The patch titled
Subject: mm: fix potential data race in SyS_swapon
has been removed from the -mm tree. Its filename was
mm-fix-potential-data-race-in-sys_swapon.patch
This patch was dropped because it was merged into mainline or a subsystem tree
------------------------------------------------------
From: Hugh Dickins <[email protected]>
Subject: mm: fix potential data race in SyS_swapon
While running KernelThreadSanitizer (ktsan) on upstream kernel with
trinity, we got a few reports from SyS_swapon, here is one of them:
Read of size 8 by thread T307 (K7621):
[< inlined >] SyS_swapon+0x3c0/0x1850 SYSC_swapon mm/swapfile.c:2395
[<ffffffff812242c0>] SyS_swapon+0x3c0/0x1850 mm/swapfile.c:2345
[<ffffffff81e97c8a>] ia32_do_call+0x1b/0x25
Looks like the swap_lock should be taken when iterating through the
swap_info array on lines 2392 - 2401: q->swap_file may be reset to NULL by
another thread before it is dereferenced for f_mapping.

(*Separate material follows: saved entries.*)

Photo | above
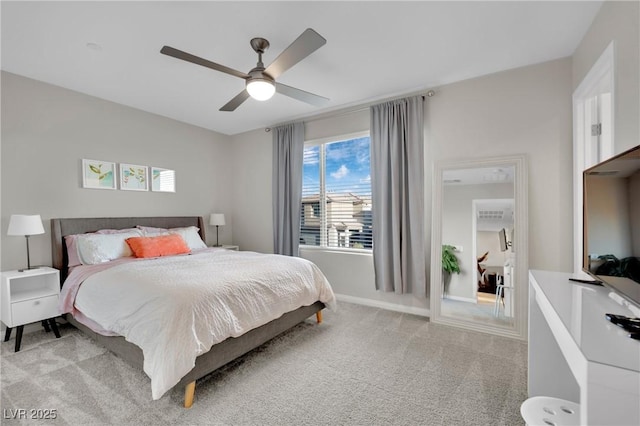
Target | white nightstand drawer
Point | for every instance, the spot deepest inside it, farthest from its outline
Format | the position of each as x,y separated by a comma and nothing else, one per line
34,310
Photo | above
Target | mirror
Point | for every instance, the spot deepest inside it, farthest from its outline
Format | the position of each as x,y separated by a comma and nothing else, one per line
480,217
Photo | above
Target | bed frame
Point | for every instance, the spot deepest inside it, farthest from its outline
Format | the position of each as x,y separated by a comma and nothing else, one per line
221,353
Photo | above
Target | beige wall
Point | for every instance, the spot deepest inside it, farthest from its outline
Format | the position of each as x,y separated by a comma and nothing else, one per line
522,111
48,130
617,21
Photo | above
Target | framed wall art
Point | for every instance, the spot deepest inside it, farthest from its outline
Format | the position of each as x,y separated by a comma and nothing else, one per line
163,180
98,174
134,177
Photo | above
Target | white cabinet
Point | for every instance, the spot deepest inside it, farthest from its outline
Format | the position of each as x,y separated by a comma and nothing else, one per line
29,296
577,355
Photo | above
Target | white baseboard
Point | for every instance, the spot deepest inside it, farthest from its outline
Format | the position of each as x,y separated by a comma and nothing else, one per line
461,299
384,305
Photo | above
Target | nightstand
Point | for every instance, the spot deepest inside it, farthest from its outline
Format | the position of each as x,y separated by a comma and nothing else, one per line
29,296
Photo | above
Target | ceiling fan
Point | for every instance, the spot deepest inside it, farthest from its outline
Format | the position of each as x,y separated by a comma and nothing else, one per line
260,82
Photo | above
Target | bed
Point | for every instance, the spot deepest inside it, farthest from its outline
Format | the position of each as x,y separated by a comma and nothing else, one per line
221,352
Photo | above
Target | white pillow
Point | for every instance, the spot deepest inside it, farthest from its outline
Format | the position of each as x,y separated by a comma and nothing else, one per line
100,248
190,235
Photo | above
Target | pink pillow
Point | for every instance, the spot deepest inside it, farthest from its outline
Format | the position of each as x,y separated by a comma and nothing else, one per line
162,245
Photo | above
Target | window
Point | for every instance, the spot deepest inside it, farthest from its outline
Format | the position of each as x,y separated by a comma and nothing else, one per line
336,194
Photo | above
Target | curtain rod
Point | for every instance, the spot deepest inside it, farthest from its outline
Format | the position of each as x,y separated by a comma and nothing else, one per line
429,94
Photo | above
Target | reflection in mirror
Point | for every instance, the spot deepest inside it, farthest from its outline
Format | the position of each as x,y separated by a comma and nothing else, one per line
475,213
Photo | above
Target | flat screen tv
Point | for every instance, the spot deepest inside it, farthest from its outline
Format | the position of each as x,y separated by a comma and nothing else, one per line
611,232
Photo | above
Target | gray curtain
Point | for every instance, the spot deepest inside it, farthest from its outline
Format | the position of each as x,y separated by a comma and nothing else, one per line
288,150
397,184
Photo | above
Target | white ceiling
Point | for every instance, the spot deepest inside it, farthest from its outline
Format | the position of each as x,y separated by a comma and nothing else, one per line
374,50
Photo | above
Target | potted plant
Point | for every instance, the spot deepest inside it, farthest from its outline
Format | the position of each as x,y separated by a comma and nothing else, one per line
450,265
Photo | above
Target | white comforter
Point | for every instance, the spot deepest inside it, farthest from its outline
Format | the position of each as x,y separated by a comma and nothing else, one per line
175,308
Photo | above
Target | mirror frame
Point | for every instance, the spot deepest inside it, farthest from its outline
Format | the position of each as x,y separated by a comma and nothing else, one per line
518,329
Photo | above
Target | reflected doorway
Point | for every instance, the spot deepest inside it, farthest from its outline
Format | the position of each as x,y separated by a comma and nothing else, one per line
478,207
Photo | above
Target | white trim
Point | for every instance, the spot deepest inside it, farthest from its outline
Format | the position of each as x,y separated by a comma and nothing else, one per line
383,305
518,329
601,73
461,299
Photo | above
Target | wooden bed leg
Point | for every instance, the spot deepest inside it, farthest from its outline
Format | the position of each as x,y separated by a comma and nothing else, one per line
189,391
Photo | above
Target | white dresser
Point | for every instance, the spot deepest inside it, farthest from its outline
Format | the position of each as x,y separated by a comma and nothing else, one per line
577,355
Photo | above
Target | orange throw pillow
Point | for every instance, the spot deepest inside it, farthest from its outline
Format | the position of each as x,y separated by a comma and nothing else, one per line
162,245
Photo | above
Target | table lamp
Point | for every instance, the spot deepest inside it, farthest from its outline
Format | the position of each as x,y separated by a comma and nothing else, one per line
217,220
27,225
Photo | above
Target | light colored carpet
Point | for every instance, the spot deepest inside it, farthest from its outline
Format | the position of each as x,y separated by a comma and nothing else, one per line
361,366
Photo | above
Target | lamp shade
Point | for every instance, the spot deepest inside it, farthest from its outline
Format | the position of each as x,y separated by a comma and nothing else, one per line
216,219
22,224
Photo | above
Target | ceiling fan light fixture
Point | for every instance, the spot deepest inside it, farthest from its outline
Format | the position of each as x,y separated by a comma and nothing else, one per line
260,89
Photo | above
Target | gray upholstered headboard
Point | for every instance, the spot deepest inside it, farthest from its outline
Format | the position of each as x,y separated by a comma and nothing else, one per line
62,227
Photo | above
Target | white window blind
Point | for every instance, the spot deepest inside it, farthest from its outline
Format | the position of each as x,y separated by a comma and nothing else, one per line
336,194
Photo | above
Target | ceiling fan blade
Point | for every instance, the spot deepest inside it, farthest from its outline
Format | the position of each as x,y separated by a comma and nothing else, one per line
301,95
170,51
307,43
236,102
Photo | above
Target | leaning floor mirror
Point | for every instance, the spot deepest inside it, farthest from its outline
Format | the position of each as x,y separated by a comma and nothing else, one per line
479,245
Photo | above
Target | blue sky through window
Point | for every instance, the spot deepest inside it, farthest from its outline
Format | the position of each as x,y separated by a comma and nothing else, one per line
347,166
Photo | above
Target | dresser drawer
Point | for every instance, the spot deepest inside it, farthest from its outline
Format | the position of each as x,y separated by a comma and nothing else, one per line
34,310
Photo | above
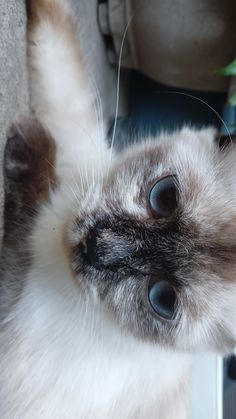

But why is that iteration needed at all? Doesn't the claim_swapfile()
which follows do all that is needed to check for a duplicate entry -
FMODE_EXCL on a bdev, testing IS_SWAPFILE under i_mutex on a regfile?
Well, not quite: bd_may_claim() allows the same "holder" to claim the bdev
again, so we do need to use a different holder than "sys_swapon"; and we
should not replace appropriate -EBUSY by inappropriate -EINVAL.
Index i was reused in a cpu loop further down: renamed cpu there.
Signed-off-by: Hugh Dickins <[email protected]>
Reported-by: Andrey Konovalov <[email protected]>
Cc: Michal Hocko <[email protected]>
Cc: Johannes Weiner <[email protected]>
Cc: Vladimir Davydov <[email protected]>
Cc: Jason Low <[email protected]>
Cc: Cesar Eduardo Barros <[email protected]>
Cc: Dmitry Vyukov <[email protected]>
Cc: Kostya Serebryany <[email protected]>
Cc: Alexander Potapenko <[email protected]>
Cc: <[email protected]>
Signed-off-by: Andrew Morton <[email protected]>
---
mm/swapfile.c | 25 +++++++------------------
1 file changed, 7 insertions(+), 18 deletions(-)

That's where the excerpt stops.